Josh, Tosh, Ellen and I also went to Journal Club, a meeting organized by Carrie to talk about scientific journals and their significance to the lab. This week's journal topic discussed chimeras, which are mice with accepted foreign bone marrow received from other mice. This foreign bone marrow is what makes the mice tolerant to later receiving foreign organ transplants as well. Tolerance is a big part of the studies that go on at the TBRC, and the article was a bit difficult to understand but pretty interesting in the end. We'll be attending Journal Club meetings once a week, to keep talking about other research being done outside of our lab and to better understand new breakthroughs.

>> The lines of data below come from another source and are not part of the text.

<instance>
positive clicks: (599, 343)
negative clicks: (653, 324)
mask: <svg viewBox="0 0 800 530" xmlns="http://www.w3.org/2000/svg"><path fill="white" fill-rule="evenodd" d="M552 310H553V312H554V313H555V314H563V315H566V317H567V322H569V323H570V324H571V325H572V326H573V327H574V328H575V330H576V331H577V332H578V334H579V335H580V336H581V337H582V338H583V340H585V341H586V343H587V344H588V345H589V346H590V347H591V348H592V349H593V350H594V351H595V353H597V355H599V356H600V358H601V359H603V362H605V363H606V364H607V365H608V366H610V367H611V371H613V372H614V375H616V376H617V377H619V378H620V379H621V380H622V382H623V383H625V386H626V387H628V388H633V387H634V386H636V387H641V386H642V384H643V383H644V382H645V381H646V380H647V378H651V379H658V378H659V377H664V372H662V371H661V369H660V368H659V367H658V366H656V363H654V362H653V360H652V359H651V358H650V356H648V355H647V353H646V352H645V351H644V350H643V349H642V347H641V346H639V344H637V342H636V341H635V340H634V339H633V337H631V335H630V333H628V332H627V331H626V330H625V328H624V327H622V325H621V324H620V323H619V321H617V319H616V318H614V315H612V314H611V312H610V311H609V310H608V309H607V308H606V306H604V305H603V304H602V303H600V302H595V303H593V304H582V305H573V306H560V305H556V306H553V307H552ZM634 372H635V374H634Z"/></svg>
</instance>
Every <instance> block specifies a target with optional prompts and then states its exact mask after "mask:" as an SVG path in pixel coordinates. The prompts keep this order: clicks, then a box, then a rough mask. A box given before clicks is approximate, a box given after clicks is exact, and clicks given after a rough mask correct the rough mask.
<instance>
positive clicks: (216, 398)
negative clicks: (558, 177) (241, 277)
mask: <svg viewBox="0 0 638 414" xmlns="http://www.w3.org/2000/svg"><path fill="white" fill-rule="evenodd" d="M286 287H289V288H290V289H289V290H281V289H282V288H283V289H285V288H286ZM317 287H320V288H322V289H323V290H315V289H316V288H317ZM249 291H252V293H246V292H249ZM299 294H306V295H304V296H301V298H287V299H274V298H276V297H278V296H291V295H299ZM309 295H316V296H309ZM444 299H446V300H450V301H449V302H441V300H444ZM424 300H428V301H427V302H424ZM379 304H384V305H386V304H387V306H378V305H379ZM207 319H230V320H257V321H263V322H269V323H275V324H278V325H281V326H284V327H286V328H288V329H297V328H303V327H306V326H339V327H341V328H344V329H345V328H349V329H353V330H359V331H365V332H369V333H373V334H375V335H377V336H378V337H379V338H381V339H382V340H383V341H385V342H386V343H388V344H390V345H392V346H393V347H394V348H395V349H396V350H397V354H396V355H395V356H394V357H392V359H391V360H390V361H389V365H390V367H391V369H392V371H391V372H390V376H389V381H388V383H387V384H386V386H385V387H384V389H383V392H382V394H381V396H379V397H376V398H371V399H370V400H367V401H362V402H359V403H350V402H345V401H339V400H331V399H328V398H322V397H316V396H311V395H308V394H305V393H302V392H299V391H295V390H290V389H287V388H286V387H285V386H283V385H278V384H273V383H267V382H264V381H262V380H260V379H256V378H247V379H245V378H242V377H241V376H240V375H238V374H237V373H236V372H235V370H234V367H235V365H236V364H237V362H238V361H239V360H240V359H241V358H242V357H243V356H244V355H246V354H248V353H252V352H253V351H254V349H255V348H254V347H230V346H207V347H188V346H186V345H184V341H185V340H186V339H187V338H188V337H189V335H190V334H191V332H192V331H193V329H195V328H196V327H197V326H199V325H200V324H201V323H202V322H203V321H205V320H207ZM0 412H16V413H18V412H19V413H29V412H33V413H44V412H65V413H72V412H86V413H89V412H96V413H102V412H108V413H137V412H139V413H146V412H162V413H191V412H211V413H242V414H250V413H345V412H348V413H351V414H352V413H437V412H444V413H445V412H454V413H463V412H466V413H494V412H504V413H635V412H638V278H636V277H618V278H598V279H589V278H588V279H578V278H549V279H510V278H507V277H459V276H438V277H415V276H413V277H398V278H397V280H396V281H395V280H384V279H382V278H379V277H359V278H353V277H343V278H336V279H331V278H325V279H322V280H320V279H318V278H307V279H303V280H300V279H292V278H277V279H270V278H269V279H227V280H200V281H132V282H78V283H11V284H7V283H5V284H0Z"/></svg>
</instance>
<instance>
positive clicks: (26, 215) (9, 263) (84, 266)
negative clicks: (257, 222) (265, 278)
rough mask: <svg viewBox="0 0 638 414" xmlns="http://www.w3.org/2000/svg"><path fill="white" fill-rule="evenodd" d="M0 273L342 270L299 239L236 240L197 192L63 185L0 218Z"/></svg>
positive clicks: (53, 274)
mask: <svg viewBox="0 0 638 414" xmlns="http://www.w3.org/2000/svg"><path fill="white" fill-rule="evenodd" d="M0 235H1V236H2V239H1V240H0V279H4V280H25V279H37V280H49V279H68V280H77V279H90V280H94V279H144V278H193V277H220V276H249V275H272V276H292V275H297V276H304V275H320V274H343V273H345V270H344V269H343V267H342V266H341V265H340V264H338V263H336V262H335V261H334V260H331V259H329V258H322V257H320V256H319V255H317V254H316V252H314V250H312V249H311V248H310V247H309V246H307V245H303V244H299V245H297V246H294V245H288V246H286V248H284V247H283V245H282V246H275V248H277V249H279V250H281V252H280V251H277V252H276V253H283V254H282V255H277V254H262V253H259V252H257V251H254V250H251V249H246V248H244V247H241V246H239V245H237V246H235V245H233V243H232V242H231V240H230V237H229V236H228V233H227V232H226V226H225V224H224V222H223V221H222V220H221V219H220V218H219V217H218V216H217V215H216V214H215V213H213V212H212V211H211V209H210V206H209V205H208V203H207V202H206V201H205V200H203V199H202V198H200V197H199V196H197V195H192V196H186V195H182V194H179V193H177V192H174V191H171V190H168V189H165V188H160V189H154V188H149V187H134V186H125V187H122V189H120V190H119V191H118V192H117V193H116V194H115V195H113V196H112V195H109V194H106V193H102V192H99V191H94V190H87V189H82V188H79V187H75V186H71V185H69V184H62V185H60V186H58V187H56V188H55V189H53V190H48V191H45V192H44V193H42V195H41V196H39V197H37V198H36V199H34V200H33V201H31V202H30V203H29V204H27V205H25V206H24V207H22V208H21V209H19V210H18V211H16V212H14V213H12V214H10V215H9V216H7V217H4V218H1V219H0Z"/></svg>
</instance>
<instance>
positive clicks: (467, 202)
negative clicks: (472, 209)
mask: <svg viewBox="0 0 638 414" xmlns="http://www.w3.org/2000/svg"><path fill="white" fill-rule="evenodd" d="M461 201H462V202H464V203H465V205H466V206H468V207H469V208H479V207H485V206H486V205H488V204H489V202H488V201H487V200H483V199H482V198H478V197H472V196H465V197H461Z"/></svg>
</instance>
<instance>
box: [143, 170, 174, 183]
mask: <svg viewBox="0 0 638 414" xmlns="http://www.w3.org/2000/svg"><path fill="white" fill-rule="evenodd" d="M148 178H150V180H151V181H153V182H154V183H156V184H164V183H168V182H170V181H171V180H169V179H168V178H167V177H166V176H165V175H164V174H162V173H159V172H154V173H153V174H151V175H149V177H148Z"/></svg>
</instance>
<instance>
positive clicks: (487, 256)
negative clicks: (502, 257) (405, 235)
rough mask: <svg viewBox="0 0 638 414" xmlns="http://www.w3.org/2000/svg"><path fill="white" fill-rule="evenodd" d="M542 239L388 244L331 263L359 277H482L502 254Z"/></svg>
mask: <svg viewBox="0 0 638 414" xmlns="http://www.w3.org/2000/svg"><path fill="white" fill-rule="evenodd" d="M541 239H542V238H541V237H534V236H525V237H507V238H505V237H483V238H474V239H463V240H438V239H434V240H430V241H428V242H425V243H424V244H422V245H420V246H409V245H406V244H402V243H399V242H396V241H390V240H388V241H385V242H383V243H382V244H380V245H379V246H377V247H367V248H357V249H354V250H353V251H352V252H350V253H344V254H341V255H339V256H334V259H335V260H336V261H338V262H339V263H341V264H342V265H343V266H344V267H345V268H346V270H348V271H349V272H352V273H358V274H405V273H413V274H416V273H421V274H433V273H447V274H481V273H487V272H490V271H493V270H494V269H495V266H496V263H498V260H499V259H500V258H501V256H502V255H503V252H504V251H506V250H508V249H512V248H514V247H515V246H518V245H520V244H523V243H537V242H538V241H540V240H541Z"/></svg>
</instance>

I've learned that lab work comes in bursts. Sometimes there are many experiments going on at once, but other times the postdocs have paperwork or other tasks to get done around the lab. During my down time, I've been shadowing Ellen and her postdoc, Tosh. They have been working on something a bit different than Josh's bone marrow transplants - Tosh has been studying why grafts that are not tolerated by a recipient still show signs of tumor cells being killed. The experiments that I have watched for this study involve plasmid DNA purification, cutting the plasmids with certain restriction enzymes to insert a phosphorescent marker in these plasmids, and checking these cuts through gel electropheresis. These glowing plasmids will later be inserted in the tumor cells, where we'll be able to see the cellular interactions.